Venice actually started out as a bay of communities which combined in alliance for defence against the Lombards and other invaders in the 7th century, since the Byzantine Empire’s power began to decline in North Italy.
In the old days, it was only the wealthy Venetians who were able to afford the Frittelle alla Veneziana dessert in Venice.
Nowadays, you can find this delicious sweet treat at almost any local confectionery in the city.
The Carnevale di Venezia (Carnival of Venice) became official during the Renaissance period, although the celebrated festival began in the 12th century when the city overthrew the Patriarch of Aquileia and became a Republic.

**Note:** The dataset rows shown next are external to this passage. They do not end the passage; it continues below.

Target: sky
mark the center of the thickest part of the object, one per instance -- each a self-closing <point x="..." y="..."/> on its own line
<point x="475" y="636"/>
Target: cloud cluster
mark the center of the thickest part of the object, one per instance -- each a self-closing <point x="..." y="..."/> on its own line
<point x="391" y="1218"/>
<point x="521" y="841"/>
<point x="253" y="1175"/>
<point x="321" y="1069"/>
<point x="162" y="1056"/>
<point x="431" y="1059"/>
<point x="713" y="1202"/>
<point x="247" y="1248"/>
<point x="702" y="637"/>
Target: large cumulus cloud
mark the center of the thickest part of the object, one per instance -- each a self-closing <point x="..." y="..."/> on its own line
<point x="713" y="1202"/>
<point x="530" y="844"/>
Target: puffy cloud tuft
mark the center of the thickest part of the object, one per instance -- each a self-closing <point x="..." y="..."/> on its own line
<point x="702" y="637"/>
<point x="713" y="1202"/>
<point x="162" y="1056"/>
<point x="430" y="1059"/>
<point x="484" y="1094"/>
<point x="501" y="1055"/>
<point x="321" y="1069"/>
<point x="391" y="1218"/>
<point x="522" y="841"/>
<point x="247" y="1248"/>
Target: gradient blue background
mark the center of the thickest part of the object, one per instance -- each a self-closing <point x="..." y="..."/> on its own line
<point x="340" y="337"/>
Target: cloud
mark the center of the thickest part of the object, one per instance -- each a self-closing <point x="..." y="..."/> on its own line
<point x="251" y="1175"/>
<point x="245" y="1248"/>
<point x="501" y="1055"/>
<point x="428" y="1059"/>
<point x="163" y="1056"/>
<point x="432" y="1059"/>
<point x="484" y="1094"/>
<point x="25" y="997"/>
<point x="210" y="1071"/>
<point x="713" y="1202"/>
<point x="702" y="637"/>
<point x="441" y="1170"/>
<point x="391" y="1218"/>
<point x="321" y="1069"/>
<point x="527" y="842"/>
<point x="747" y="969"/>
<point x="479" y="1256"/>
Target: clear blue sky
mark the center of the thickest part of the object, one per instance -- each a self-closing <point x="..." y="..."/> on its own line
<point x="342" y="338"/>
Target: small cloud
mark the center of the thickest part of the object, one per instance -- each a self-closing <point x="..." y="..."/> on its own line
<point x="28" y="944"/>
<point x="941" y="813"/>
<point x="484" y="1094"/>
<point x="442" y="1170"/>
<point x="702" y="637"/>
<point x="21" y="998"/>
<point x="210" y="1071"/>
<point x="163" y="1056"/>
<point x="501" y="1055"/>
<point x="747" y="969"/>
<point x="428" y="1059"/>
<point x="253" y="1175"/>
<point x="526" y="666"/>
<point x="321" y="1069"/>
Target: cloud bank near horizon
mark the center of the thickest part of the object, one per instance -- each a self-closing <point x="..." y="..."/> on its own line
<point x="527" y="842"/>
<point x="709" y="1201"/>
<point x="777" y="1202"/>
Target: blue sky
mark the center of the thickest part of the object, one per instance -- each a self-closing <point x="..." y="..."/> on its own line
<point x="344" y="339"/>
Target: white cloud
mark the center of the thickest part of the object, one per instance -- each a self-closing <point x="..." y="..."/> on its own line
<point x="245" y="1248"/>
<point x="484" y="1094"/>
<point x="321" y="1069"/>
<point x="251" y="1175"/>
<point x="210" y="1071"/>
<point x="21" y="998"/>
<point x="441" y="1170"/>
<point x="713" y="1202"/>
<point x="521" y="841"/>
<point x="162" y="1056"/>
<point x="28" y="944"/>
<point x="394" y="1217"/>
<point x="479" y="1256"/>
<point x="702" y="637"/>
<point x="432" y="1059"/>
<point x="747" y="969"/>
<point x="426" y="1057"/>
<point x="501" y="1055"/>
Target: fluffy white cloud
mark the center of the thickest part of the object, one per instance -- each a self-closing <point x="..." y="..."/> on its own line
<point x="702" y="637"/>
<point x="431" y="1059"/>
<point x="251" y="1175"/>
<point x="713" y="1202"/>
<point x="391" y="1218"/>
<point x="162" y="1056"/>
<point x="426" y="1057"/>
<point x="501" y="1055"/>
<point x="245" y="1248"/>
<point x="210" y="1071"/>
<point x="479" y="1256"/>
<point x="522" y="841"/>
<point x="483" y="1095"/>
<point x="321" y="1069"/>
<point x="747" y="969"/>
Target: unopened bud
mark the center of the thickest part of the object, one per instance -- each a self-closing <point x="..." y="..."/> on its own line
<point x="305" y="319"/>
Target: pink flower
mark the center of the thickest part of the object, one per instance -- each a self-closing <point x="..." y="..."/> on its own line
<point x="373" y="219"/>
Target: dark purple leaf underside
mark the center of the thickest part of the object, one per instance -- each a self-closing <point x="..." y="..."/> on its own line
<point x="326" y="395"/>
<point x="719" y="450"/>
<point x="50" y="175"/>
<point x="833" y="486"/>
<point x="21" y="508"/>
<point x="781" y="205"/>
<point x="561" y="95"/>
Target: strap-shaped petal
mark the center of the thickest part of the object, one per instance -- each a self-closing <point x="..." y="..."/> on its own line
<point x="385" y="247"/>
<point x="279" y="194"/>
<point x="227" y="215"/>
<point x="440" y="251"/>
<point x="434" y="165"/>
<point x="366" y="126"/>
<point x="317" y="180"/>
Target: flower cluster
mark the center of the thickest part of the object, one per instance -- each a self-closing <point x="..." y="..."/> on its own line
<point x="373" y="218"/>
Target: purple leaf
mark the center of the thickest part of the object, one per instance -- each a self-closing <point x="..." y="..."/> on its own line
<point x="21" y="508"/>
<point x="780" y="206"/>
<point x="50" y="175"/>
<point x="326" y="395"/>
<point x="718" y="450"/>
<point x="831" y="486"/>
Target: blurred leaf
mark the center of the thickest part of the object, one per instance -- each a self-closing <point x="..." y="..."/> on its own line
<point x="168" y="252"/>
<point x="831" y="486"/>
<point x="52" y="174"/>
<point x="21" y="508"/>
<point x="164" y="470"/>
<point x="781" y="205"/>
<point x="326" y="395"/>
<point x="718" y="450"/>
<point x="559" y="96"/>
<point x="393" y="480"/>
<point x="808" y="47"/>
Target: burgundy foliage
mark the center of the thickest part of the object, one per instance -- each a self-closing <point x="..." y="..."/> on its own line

The citizens of the newly-procured republic began to dance in the streets of San Marco Square in the center of Venice.
Ever since, the biggest carnival in the world is held in the city in honour of their victory.
Palazzo Ducale, or “Doge’s Palace” in English, is a beautiful gothic palace on the Grand Canal of the city of Venice in north-eastern Italy.
The Ducale Palace not only houses the doge of Venice but also the political institutions of the city-state as long as it remained a republic.
In England, there are some imitations of the Ducale Palace’s unique architectural structure dating back to the 19th century!
The Wool Exchange in Bradford, UK for example was modelled after the Doge’s Palace of Venice. Be sure to pay a visit to Venice and compare the profound architectural detail of its landmarks and significant attractions.